Cadman-LT, I agree. That's a pretty cool car and the author is correct about it being fast. I'll be sharing the video and article with my ITT Tech Microprocessor and Microcontroller students.
Thank you, Matthew for the clarification. I look forward to learning something from your software code. BTW, what is a "github"? I'm not familiar with all the new terminology.
the instructions are written to be broad because the different models of RC cars have different boards and board layouts however MOST use the same chip so the instructions are for taking over control from this type of RC chip, thus the instructions can be used for many different types of RC cars you simply attach the wires to the same pins on the IC chip and you are ready to roll
kinda? the PC board is to hold the headers in place so they dont shift around and you can connect them all at once.

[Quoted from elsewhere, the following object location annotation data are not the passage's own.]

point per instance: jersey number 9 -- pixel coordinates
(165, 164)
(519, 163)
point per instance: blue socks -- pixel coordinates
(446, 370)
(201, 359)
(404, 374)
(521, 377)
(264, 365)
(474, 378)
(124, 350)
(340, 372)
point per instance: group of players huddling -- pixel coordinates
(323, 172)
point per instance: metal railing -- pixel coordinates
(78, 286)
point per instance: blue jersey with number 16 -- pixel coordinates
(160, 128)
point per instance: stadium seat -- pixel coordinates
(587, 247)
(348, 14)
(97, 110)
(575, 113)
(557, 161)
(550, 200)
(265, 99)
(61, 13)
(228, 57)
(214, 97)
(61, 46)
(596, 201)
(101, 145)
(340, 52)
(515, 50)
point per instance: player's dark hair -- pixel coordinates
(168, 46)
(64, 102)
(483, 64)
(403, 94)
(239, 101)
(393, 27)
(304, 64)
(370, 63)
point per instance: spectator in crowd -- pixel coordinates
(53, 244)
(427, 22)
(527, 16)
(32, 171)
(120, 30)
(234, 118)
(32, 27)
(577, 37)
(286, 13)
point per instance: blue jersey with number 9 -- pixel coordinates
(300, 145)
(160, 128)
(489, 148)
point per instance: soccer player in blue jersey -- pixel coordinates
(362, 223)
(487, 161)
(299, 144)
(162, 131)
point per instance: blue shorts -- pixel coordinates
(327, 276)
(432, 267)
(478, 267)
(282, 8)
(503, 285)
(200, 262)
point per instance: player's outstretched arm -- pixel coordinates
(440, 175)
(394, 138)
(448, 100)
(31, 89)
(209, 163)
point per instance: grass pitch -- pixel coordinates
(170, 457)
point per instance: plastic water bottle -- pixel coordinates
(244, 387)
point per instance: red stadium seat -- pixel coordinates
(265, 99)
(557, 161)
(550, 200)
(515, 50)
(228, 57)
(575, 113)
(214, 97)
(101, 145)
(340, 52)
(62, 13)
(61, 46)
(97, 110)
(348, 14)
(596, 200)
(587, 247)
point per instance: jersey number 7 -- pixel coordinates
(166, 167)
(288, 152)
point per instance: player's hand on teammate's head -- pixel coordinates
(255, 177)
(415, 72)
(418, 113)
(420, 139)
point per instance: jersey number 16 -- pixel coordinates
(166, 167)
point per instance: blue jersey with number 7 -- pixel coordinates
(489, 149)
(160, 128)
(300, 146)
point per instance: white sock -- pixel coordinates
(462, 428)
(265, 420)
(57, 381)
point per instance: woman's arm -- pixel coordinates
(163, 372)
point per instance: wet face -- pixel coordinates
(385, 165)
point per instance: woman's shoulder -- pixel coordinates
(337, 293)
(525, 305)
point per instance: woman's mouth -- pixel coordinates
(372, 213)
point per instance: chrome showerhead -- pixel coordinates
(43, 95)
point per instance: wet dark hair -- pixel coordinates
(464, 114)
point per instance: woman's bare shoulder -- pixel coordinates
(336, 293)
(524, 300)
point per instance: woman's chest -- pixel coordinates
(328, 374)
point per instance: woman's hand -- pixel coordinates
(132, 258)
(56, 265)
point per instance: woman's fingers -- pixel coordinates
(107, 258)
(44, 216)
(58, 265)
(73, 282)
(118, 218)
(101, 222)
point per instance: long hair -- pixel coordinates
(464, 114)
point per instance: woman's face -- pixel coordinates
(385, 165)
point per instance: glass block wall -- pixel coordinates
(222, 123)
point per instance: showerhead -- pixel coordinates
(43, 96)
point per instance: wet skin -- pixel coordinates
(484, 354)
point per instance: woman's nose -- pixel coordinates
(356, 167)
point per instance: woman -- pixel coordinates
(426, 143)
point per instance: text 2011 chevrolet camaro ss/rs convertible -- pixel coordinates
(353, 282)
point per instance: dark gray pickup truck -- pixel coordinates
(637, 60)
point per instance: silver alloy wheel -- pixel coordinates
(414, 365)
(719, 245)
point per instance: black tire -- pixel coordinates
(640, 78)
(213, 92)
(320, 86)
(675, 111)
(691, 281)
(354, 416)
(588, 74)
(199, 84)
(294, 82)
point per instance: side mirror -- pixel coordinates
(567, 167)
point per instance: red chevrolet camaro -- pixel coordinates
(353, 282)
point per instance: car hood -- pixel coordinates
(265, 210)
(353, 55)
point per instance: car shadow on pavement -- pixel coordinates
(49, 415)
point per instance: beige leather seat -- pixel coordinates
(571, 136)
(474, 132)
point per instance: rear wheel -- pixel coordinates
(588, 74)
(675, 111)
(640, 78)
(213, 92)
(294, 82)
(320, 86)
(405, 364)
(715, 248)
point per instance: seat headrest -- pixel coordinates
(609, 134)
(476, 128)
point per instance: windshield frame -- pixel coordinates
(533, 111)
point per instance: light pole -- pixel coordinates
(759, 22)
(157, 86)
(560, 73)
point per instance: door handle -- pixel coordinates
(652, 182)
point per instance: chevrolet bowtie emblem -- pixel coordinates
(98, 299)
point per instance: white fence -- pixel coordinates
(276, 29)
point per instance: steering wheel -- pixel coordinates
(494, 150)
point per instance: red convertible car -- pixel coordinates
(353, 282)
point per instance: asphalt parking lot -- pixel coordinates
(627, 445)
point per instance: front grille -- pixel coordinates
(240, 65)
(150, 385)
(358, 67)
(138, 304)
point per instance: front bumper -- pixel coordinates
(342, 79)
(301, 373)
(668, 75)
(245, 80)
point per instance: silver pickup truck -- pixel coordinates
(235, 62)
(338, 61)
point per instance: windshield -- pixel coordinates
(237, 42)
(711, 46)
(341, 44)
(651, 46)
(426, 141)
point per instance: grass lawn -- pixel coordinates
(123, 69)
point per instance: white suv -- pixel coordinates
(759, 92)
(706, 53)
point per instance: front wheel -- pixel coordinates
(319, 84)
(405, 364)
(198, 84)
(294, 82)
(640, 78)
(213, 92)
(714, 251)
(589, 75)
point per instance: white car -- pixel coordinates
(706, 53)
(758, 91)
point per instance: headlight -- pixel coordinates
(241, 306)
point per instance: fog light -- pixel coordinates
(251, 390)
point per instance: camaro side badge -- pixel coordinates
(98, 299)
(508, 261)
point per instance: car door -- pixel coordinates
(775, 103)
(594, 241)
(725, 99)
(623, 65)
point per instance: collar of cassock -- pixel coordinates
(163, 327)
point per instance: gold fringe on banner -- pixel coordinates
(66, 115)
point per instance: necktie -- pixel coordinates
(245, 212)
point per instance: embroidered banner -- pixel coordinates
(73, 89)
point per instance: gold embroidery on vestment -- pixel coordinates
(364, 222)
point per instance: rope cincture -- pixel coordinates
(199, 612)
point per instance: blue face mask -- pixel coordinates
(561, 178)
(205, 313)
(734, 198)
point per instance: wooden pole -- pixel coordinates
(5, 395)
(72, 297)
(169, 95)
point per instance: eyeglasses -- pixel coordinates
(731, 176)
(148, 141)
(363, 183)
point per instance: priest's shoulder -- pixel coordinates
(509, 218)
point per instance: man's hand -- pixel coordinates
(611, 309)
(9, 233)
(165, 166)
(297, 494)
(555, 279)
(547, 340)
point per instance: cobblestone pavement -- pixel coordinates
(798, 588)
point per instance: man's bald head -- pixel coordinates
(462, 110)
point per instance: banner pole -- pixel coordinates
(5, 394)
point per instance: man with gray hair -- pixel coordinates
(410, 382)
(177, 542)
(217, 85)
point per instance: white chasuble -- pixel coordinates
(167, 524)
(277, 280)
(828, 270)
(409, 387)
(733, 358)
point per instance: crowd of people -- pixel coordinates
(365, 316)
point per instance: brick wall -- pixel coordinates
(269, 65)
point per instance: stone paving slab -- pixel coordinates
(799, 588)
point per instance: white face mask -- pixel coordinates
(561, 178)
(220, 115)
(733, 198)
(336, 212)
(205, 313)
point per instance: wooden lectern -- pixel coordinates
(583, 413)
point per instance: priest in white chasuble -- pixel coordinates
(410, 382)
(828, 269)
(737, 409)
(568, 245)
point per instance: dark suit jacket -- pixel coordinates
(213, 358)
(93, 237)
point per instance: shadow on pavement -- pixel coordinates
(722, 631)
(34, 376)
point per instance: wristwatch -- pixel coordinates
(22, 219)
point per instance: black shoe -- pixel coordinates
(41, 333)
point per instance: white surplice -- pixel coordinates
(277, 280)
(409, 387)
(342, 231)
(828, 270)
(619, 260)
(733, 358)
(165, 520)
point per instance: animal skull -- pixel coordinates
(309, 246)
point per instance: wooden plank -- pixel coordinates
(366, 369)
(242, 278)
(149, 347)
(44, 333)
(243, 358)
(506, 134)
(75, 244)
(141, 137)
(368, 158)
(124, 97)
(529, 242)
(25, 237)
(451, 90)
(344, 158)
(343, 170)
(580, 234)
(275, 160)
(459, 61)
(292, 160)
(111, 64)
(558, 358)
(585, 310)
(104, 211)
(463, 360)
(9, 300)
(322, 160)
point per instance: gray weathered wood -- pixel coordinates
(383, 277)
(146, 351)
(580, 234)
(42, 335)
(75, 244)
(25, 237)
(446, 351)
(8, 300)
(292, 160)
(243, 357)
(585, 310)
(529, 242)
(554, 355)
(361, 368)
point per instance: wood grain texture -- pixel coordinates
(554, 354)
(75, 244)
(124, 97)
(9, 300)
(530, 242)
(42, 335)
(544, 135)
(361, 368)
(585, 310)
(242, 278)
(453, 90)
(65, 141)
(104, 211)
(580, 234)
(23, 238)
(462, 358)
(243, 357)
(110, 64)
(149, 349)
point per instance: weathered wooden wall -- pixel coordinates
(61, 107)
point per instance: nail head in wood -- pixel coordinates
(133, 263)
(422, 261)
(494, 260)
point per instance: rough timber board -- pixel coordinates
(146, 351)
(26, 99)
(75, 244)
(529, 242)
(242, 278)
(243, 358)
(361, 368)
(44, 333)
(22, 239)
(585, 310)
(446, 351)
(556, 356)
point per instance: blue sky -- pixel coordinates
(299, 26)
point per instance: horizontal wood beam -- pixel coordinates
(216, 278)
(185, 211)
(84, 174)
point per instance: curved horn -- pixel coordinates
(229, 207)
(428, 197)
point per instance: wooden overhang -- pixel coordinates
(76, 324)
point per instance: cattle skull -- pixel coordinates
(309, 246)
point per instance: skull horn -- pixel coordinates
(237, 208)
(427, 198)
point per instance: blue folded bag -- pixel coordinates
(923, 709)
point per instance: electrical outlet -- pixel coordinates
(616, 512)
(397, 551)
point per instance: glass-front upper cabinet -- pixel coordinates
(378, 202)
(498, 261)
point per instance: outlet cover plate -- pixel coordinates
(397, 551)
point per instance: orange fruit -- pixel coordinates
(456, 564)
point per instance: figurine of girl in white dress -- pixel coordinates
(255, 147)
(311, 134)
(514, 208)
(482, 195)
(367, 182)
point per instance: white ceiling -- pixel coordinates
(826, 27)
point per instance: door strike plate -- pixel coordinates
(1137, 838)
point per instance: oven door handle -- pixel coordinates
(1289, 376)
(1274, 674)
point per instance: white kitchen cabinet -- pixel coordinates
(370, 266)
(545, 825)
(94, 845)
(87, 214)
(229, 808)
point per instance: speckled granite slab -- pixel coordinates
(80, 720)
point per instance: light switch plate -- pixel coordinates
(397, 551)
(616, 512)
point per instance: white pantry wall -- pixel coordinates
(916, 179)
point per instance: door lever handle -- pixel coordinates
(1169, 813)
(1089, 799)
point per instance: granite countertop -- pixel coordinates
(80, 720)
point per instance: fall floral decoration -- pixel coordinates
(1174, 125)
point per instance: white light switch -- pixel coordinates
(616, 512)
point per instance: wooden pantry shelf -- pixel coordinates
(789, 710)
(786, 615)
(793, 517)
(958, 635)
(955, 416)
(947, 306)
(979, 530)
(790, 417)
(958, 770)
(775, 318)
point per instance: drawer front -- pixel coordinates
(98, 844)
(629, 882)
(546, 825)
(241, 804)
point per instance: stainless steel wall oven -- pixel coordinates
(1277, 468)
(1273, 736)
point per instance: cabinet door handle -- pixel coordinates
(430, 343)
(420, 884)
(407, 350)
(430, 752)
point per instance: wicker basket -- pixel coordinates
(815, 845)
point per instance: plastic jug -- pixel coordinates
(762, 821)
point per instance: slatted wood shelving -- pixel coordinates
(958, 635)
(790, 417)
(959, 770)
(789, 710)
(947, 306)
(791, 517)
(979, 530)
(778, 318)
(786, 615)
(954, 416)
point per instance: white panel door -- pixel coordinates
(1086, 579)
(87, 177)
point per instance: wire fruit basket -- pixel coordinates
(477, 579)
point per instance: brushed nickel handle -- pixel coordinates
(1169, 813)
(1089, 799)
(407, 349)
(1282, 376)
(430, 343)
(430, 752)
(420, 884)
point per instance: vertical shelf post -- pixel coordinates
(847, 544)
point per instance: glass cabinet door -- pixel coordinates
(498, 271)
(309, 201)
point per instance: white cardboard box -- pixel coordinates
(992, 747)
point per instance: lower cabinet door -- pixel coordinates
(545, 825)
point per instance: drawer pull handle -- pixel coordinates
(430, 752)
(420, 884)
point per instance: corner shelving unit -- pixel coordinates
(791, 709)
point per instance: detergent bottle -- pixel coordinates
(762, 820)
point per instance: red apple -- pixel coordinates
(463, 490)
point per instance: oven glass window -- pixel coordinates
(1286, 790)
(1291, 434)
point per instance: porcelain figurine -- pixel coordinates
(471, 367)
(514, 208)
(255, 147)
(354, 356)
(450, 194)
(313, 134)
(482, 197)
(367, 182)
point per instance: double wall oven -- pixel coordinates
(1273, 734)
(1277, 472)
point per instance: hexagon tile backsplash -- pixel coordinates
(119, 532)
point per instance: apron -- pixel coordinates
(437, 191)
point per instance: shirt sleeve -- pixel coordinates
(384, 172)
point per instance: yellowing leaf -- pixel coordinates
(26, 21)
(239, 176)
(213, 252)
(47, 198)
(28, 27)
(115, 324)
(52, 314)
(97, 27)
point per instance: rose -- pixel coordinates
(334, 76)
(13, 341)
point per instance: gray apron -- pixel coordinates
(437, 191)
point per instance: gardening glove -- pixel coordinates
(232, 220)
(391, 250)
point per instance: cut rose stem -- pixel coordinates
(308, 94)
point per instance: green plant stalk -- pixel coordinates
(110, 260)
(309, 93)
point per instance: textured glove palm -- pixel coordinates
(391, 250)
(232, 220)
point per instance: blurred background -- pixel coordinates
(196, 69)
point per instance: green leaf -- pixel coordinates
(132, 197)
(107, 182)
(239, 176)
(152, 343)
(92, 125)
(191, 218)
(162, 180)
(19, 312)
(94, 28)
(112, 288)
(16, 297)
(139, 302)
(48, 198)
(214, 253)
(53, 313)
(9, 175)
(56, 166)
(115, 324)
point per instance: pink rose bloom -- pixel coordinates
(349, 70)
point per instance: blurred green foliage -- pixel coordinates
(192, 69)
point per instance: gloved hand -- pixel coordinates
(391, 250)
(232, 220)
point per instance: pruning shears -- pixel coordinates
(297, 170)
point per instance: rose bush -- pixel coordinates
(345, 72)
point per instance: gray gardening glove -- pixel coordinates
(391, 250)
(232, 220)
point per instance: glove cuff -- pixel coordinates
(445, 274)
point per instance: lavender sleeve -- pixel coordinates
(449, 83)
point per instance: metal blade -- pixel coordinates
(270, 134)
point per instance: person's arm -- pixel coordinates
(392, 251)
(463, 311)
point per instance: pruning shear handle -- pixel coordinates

i didnt include the arduino in the BOM because this will work with ANY 5v microcontroller and is not arduino specific
i believe i did include code when i sent in my materials for the article but i will look into that. the code is REALLY simple so with about 5 minutes you could knock out some basic fwd bckwd left right control on any microcontroller
i will soon setup a github so i will put code there
I was just speaking to a colleague of mine who did this exact project this past summer. He is a big RC fanatic. I hope Arduinos become mainstream in RC development. Who knows where RC will go after that.